2022 Pulitzer Prize in History Awarded to NYU's Nicole Eustace and Ada Ferrer

New York University historians Nicole Eustace and Ada Ferrer have been jointly awarded the 2022 Pulitzer Prize in History for their respective works-Eustace's "Covered with Night: A Story of Murder and Indigenous Justice in Early America" and Ferrer's "Cuba: An American History".

Pulitzer Prize Logo

New York University historians Nicole Eustace and Ada Ferrer have been jointly awarded the 2022 Pulitzer Prize in History for their respective works-Eustace's Covered with Night: A Story of Murder and Indigenous Justice in Early America (Liveright) and Ferrer's Cuba: An American History (Scribner).

Covered with Night recounts a 1722 killing of an Indigenous hunter by two white fur traders in Conestoga, Pa., while Cuba: An American Story is a comprehensive history of Cuba's complex ties to the United States.

"With Covered With Night, Eustace takes us deep into the cultural worlds and worldviews of early 18th-century native peoples of the Susquehanna Valley," says Pulitzer Board member Tommie Shelby, a professor at Harvard University. "In an examination of a confrontation between indigenous peoples' conceptions of justice and English law used by colonial settlers, we find extraordinary research skill, particularly with the deft handling of indigenous languages, gripping storytelling, and elegant writing."

"Ada Ferrer, a leading historian of Cuba, provides a succinct yet wide-ranging history of U.S.-Cuba relations from the point of view of the island and its inhabitants," Shelby adds. "It is full of memorable vignettes, beginning with the fact that Christopher Columbus made landfall on the island and not on the North American continent, as is usually assumed. The themes of anti-Black racism, slavery and slave rebellion, imperialism, revolution, the Cold War, land and labor exploitation, and the quest for national self-determination are all seamlessly integrated into a compelling, fast-moving, and vivid narrative."

Nicole Eustace's "Covered with Night"

Ada Ferrer's "Cuba: An American History"

While Ferrer's award-winning book covers 500 years of Cuba's history, she offers a particular focus on Fidel Castro, the 1959 revolution, and the perceptions of many Americans that stem from its aftermath.

"Because of what the revolution would become, a lot of Americans don't realize what the revolution originally was or how incredibly popular it was in the beginning," Ferrer said in an interview last year. "And it wasn't popular support for communism-it wasn't clear at that point that the government would become communist. So in some sense, this discourse, which has been a mainstay of official American discourse towards Cuba, just doesn't describe what the social experience of that country was over the last 60 years."

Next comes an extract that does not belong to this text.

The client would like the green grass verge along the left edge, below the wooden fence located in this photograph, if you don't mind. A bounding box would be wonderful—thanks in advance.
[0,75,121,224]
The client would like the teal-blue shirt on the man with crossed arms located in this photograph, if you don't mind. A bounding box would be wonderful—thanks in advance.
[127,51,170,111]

Eustace's work surfaces alternative forms of justice that were deployed in the colonial period by Native American communities-and that were eventually discarded by the new nation, which opted for the Anglo-European model we're familiar with today.

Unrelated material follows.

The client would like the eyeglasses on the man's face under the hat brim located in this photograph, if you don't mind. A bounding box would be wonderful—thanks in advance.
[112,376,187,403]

In contrast to Anglo-European forms of justice, which center on individual responsibility and then retributive justice and punishment against the offender, Indigenous peoples saw crimes, even the most heinous ones, as breaks in "community relationships that needed to be repaired and that needed to be repaired over time-it's not one and done," Eustace explained in a 2021 interview. "There needed to be acknowledgment of the wrong done. There needed to be sympathizing with the victims of a crime, including members of the wider community. Reparations needed to be paid and then there needed to be reparative rituals of bringing people back together."